Over three-quarters of the reviewed trials were designed as superiority trials based on efficacy outcomes. Although the statistical approach for safety assessment was mainly on superiority hypotheses (for both the superiority and non-superiority trials), clinical and statistical justification of assessing safety based on superiority hypotheses may be invalid. Superiority hypotheses concentrate on the absence of difference in drug safety effect/risk between or across the treatment arms which may be challenging (15). For example, when comparing high AE incidences, non-significant difference (when using a superiority hypothesis) would not necessarily translate to a conclusion that a drug is safe and well-tolerated since sometimes all compared treatment arms may have high AE incidence. Perhaps, drug safety evaluation should strive to prove that there is no risk beyond a protocol-defined/hypothesized priori clinical safety margin (i.e. no excessive safety risk). Based on our findings, we encourage researchers to consider defining safety margins in safety assessment of antimalarial drugs. Since safety is mostly a secondary outcome, it is not straight forward on how to define a non-inferiority margin and the appropriate analysis population. Currently, it is still unclear and debatable how to implement this, such that further research is needed (4).

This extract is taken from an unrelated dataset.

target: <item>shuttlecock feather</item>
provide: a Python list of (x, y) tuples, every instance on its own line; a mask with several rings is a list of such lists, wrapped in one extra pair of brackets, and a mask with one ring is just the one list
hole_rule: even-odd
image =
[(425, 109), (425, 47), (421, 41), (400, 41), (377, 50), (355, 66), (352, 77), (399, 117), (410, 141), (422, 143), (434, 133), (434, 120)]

Interestingly, we observed that over half of the trials were open-label which may influence physician’s clinical safety assessment on a patient and patient`s reporting of AEs based on their expectations since they know the treatment assigned. Appropriate reporting of the AEs would be guided by DSMBs right from early stages of the trial. However, availability of DSMBs in over three-quarters of the trials did not translate to improved reporting and analysis. Therefore, it is important for DSMB member to understand improved analysis approaches for AEs since they influence on how safety data is analysed and reported.

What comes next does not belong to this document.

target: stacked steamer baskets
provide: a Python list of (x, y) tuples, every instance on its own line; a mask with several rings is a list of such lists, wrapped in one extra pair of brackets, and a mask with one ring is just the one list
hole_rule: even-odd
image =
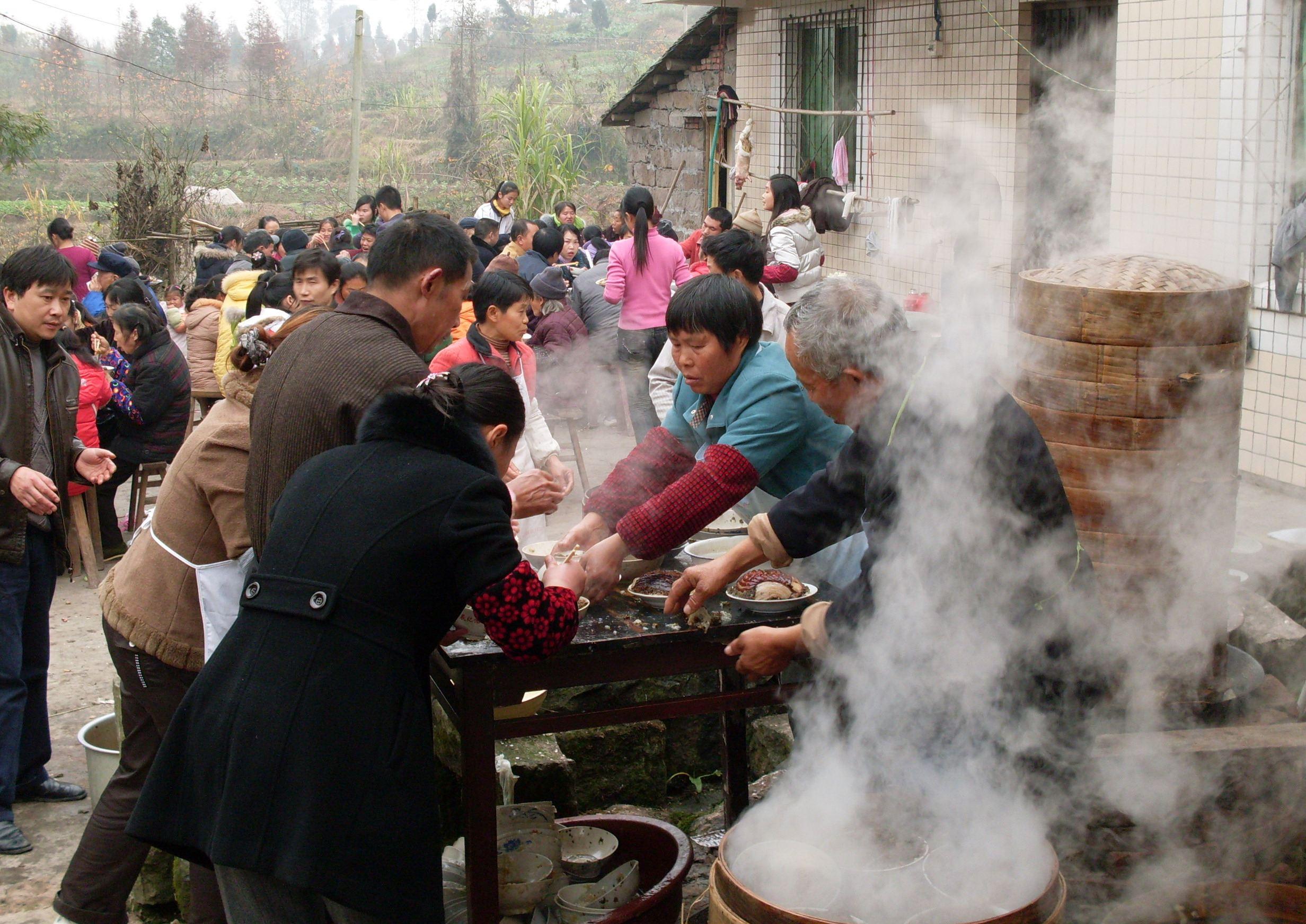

This review agrees with other similar publications focusing on drug safety assessment in clinical trials that have noted the need for further improvement in the statistical analysis of the safety data (8, 33). This review concurs with a recent review that has noted that inappropriate handling of multiple test is prevalent, although their review focussed on four high impact journals, AE in general and a short time of review period (34). Issues raised in this review include time-dependence of AEs, informative censoring due to discontinuation of treatment because of AEs, safety graphs, and repeated occurrence of AEs and multivariate longitudinal structure of laboratory data that yields complex correlation. This is an ongoing work whereby further analysis will be explored to address the identified statistical issues above.
The application of the systematic review protocol in gathering the current practice in our context is more reliable since it exhaustively identified the published antimalarial drug clinical trials in pregnancy for studied period. However, our review covered only the last decade of publications and may have missed studies published in other languages or that did not appear in our search. Because the trials reported in the publications spanned for a decade, it was difficult to assess temporal trends. This review represents the most comprehensive review of safety data analysis practice for this important indication.